Journal of Experimental & Clinical Cancer Research ◽

10.1186/s13046-020-01730-8 ◽

2020 ◽

Vol 39 (1) ◽

Cited By ~ 1

Author(s):

Shuai Han ◽

Wei Zhen ◽

Tongqi Guo ◽

Jianjun Zou ◽

Fuyong Li

Keyword(s):

Cell Proliferation ◽

Tumor Microenvironment ◽

Real Time ◽

Western Blotting ◽

Real Time Pcr ◽

Migration And Invasion ◽

Common Disease ◽

High Morbidity ◽

Macrophage Recruitment ◽

Syngeneic Mouse Model

Abstract Background Glioblastoma is a common disease of the central nervous system (CNS), with high morbidity and mortality. In the infiltrate in the tumor microenvironment, tumor-associated macrophages (TAMs) are abundant, which are important factors in glioblastoma progression.
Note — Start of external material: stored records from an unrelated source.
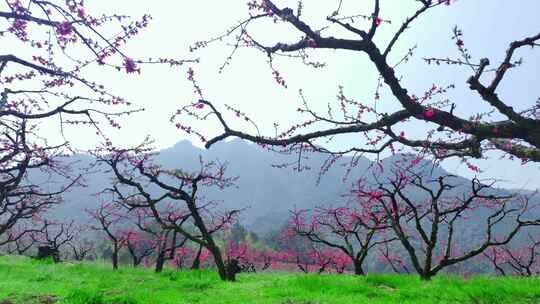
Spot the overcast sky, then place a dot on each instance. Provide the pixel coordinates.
(488, 27)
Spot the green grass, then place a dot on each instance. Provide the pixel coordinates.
(25, 281)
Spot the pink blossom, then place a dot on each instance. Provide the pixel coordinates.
(428, 114)
(130, 66)
(64, 28)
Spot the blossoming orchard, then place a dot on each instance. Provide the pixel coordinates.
(344, 96)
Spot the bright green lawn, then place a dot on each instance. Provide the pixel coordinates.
(25, 281)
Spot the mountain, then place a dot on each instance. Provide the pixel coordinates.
(266, 191)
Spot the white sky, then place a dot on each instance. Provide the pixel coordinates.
(488, 26)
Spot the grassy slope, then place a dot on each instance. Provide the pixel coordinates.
(26, 281)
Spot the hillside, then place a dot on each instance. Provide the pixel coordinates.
(267, 192)
(28, 282)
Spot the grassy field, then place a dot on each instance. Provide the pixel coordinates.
(25, 281)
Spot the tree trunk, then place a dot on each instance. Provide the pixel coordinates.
(160, 261)
(197, 260)
(358, 268)
(115, 257)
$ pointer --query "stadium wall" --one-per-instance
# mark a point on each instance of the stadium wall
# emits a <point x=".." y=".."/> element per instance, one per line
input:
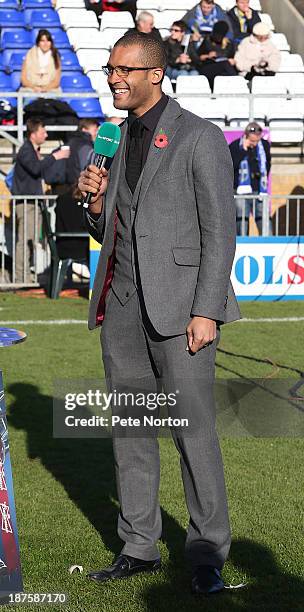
<point x="287" y="19"/>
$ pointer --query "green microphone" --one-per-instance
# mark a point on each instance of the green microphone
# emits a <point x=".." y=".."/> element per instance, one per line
<point x="105" y="146"/>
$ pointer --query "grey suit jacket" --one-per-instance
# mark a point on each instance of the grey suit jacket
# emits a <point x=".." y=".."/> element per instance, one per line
<point x="184" y="226"/>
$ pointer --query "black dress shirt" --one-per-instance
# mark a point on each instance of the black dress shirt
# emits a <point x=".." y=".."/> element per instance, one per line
<point x="139" y="136"/>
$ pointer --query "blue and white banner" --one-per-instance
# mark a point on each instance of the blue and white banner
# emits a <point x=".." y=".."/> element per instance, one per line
<point x="269" y="268"/>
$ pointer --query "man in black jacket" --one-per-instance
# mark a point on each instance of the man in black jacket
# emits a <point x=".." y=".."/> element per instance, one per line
<point x="252" y="163"/>
<point x="242" y="19"/>
<point x="27" y="180"/>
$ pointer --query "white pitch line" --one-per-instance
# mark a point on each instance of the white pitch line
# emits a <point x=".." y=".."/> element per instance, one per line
<point x="84" y="321"/>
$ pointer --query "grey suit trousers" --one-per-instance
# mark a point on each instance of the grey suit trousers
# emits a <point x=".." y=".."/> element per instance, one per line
<point x="131" y="349"/>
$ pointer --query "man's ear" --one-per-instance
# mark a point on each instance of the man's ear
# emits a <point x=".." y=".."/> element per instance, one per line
<point x="157" y="76"/>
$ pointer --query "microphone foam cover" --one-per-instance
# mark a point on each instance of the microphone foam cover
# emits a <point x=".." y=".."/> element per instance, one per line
<point x="107" y="140"/>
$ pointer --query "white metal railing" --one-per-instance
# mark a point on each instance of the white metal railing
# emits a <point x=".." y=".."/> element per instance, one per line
<point x="287" y="219"/>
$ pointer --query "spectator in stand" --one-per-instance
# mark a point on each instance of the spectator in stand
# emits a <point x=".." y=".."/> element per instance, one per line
<point x="243" y="19"/>
<point x="202" y="17"/>
<point x="257" y="55"/>
<point x="145" y="25"/>
<point x="28" y="180"/>
<point x="81" y="147"/>
<point x="215" y="56"/>
<point x="179" y="57"/>
<point x="99" y="6"/>
<point x="252" y="163"/>
<point x="41" y="69"/>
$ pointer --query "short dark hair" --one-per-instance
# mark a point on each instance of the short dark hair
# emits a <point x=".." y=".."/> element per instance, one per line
<point x="154" y="51"/>
<point x="86" y="123"/>
<point x="32" y="125"/>
<point x="180" y="24"/>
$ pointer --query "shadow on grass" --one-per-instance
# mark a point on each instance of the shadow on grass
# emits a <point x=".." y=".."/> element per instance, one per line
<point x="85" y="467"/>
<point x="268" y="588"/>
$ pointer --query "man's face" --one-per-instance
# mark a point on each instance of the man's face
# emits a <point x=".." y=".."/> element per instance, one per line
<point x="132" y="92"/>
<point x="254" y="140"/>
<point x="40" y="136"/>
<point x="145" y="25"/>
<point x="207" y="8"/>
<point x="243" y="5"/>
<point x="92" y="130"/>
<point x="176" y="33"/>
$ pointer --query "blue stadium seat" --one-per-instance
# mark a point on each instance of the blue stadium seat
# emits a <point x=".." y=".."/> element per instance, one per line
<point x="15" y="79"/>
<point x="7" y="4"/>
<point x="69" y="60"/>
<point x="34" y="4"/>
<point x="11" y="17"/>
<point x="86" y="107"/>
<point x="60" y="37"/>
<point x="15" y="39"/>
<point x="6" y="83"/>
<point x="13" y="60"/>
<point x="41" y="18"/>
<point x="75" y="82"/>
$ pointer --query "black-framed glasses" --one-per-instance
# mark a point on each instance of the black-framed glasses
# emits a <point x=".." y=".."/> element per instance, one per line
<point x="124" y="70"/>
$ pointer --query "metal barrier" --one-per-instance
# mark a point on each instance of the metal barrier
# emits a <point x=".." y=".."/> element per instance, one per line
<point x="24" y="253"/>
<point x="8" y="130"/>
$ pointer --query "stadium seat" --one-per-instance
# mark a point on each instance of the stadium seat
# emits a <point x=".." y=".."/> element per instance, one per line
<point x="69" y="60"/>
<point x="11" y="17"/>
<point x="13" y="59"/>
<point x="60" y="38"/>
<point x="280" y="41"/>
<point x="16" y="39"/>
<point x="92" y="59"/>
<point x="79" y="18"/>
<point x="86" y="107"/>
<point x="41" y="18"/>
<point x="291" y="62"/>
<point x="265" y="18"/>
<point x="116" y="20"/>
<point x="192" y="84"/>
<point x="36" y="4"/>
<point x="75" y="82"/>
<point x="164" y="19"/>
<point x="85" y="38"/>
<point x="9" y="4"/>
<point x="286" y="121"/>
<point x="206" y="108"/>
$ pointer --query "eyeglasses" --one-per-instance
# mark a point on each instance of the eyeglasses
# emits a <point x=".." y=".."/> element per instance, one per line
<point x="123" y="70"/>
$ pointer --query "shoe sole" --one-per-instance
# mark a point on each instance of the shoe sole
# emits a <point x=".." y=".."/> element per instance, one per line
<point x="142" y="571"/>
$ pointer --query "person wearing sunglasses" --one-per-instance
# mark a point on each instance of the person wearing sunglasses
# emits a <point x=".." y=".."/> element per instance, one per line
<point x="179" y="52"/>
<point x="252" y="163"/>
<point x="169" y="195"/>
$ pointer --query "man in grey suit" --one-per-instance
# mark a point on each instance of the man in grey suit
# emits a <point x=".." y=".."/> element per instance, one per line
<point x="166" y="207"/>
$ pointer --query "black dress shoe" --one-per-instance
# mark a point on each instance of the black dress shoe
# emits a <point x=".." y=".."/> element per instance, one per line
<point x="206" y="580"/>
<point x="124" y="567"/>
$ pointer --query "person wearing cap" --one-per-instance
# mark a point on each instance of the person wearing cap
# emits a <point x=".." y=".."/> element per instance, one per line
<point x="243" y="19"/>
<point x="257" y="55"/>
<point x="179" y="52"/>
<point x="252" y="163"/>
<point x="203" y="16"/>
<point x="215" y="56"/>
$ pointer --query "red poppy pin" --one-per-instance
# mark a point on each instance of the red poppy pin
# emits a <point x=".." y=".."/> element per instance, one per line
<point x="161" y="141"/>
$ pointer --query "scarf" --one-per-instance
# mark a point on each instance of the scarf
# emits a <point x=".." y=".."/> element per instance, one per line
<point x="242" y="19"/>
<point x="244" y="186"/>
<point x="204" y="23"/>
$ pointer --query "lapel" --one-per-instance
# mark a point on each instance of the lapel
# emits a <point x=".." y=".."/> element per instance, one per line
<point x="169" y="124"/>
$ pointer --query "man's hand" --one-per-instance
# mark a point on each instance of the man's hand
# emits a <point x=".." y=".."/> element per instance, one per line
<point x="94" y="180"/>
<point x="200" y="332"/>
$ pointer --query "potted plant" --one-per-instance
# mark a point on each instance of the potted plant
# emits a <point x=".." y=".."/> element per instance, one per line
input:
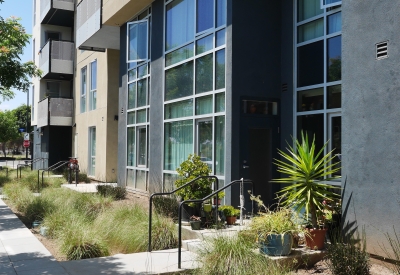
<point x="195" y="222"/>
<point x="230" y="213"/>
<point x="274" y="229"/>
<point x="305" y="169"/>
<point x="188" y="170"/>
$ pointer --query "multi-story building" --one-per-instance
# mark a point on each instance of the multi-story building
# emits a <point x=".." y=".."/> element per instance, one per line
<point x="232" y="81"/>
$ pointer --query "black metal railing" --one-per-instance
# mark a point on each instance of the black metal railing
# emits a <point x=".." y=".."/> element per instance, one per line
<point x="170" y="193"/>
<point x="200" y="201"/>
<point x="51" y="168"/>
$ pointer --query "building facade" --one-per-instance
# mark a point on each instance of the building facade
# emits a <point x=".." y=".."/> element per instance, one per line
<point x="232" y="81"/>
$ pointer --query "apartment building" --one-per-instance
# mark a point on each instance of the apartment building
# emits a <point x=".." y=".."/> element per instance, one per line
<point x="232" y="81"/>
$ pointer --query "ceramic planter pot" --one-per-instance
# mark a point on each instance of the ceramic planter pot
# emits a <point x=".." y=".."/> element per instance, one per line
<point x="277" y="245"/>
<point x="230" y="220"/>
<point x="316" y="238"/>
<point x="195" y="225"/>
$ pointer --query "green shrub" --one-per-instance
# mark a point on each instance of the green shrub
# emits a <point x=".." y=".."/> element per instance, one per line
<point x="347" y="256"/>
<point x="116" y="192"/>
<point x="234" y="256"/>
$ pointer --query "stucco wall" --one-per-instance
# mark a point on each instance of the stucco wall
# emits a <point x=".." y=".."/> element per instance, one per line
<point x="370" y="118"/>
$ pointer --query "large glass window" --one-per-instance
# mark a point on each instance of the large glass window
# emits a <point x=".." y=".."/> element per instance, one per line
<point x="179" y="81"/>
<point x="179" y="23"/>
<point x="138" y="41"/>
<point x="93" y="85"/>
<point x="178" y="143"/>
<point x="83" y="89"/>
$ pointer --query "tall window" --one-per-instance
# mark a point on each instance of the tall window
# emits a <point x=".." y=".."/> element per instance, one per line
<point x="318" y="71"/>
<point x="93" y="85"/>
<point x="92" y="151"/>
<point x="138" y="101"/>
<point x="83" y="89"/>
<point x="194" y="95"/>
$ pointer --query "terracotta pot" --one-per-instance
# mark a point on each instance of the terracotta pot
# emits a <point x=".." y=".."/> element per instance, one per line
<point x="230" y="220"/>
<point x="316" y="238"/>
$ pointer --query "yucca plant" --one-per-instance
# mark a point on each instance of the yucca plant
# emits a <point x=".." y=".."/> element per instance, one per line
<point x="305" y="168"/>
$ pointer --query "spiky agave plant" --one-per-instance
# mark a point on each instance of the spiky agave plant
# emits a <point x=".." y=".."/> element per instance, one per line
<point x="305" y="168"/>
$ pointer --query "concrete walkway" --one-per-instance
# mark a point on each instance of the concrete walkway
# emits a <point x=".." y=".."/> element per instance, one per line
<point x="23" y="254"/>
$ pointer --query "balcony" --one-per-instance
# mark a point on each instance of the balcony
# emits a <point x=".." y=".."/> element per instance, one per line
<point x="57" y="12"/>
<point x="117" y="12"/>
<point x="56" y="60"/>
<point x="91" y="34"/>
<point x="55" y="112"/>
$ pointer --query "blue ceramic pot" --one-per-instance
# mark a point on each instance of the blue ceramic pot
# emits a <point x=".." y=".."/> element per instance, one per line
<point x="277" y="245"/>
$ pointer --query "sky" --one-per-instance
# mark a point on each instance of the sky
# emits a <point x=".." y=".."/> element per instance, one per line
<point x="23" y="10"/>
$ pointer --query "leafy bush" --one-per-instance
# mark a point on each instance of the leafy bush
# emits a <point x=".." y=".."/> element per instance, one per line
<point x="348" y="256"/>
<point x="116" y="192"/>
<point x="234" y="256"/>
<point x="190" y="169"/>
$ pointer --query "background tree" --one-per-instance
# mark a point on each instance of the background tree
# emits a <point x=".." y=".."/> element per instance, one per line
<point x="8" y="129"/>
<point x="13" y="73"/>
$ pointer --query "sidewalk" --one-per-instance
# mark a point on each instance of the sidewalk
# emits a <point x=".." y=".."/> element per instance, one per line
<point x="22" y="253"/>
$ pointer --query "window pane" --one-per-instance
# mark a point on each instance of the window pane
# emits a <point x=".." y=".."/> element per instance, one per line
<point x="335" y="22"/>
<point x="334" y="58"/>
<point x="141" y="180"/>
<point x="308" y="9"/>
<point x="220" y="102"/>
<point x="130" y="178"/>
<point x="205" y="15"/>
<point x="312" y="125"/>
<point x="204" y="44"/>
<point x="310" y="100"/>
<point x="178" y="143"/>
<point x="142" y="70"/>
<point x="141" y="116"/>
<point x="131" y="75"/>
<point x="221" y="12"/>
<point x="311" y="30"/>
<point x="93" y="75"/>
<point x="142" y="152"/>
<point x="179" y="81"/>
<point x="204" y="105"/>
<point x="204" y="74"/>
<point x="179" y="55"/>
<point x="132" y="95"/>
<point x="131" y="118"/>
<point x="220" y="69"/>
<point x="310" y="64"/>
<point x="137" y="41"/>
<point x="131" y="146"/>
<point x="205" y="142"/>
<point x="219" y="145"/>
<point x="335" y="96"/>
<point x="142" y="93"/>
<point x="179" y="23"/>
<point x="220" y="40"/>
<point x="179" y="109"/>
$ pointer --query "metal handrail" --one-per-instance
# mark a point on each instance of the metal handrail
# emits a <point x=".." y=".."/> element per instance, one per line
<point x="169" y="193"/>
<point x="199" y="201"/>
<point x="52" y="167"/>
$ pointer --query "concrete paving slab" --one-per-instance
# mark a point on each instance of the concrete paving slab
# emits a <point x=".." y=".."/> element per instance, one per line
<point x="156" y="262"/>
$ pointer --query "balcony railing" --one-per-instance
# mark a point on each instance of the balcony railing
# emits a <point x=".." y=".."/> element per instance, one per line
<point x="56" y="59"/>
<point x="91" y="34"/>
<point x="57" y="12"/>
<point x="55" y="112"/>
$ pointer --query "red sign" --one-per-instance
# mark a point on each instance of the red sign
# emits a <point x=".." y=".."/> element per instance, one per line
<point x="26" y="143"/>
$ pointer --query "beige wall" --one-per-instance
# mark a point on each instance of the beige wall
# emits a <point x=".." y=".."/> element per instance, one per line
<point x="102" y="117"/>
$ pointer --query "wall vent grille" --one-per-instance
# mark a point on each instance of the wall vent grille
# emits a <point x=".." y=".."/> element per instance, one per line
<point x="284" y="87"/>
<point x="382" y="50"/>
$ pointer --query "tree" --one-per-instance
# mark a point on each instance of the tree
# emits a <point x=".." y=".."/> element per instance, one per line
<point x="14" y="73"/>
<point x="8" y="129"/>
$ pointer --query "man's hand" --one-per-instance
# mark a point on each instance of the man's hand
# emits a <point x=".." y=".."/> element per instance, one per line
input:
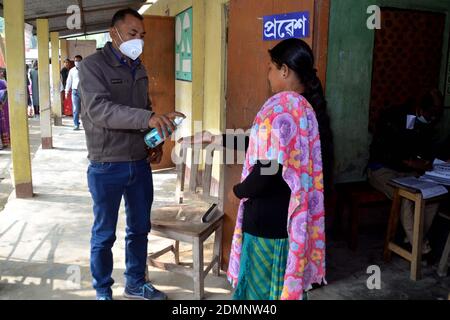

However, the exact details of TAMs in glioblastoma progression have yet to be determined. Methods The clinical relevance of SET domain bifurcated 1 (SETDB1) was analyzed by immunohistochemistry, real-time PCR and Western blotting of glioblastoma tissues. SETDB1-induced cell proliferation, migration and invasion were investigated by CCK-8 assay, colony formation assay, wound healing and Transwell assay. The relationship between SETDB1 and colony stimulating factor 1 (CSF-1), as well as TAMs recruitment was examined by Western blotting, real-time PCR and syngeneic mouse model. Results Our findings showed that SETDB1 upregulated in glioblastoma and relative to poor progression. Gain and loss of function approaches showed the SETDB1 overexpression promotes cell proliferation, migration and invasion in glioblastoma cells. However, knockdown SETDB1 exerted opposite effects in vitro. Moreover, SETDB1 promotes AKT/mTOR-dependent CSF-1 induction and secretion, which leads to macrophage recruitment in the tumor, resulted in tumor growth. Conclusion Our research clarified that SETDB1 regulates of tumor microenvironment and hence presents a potential therapeutic target for treating glioblastoma.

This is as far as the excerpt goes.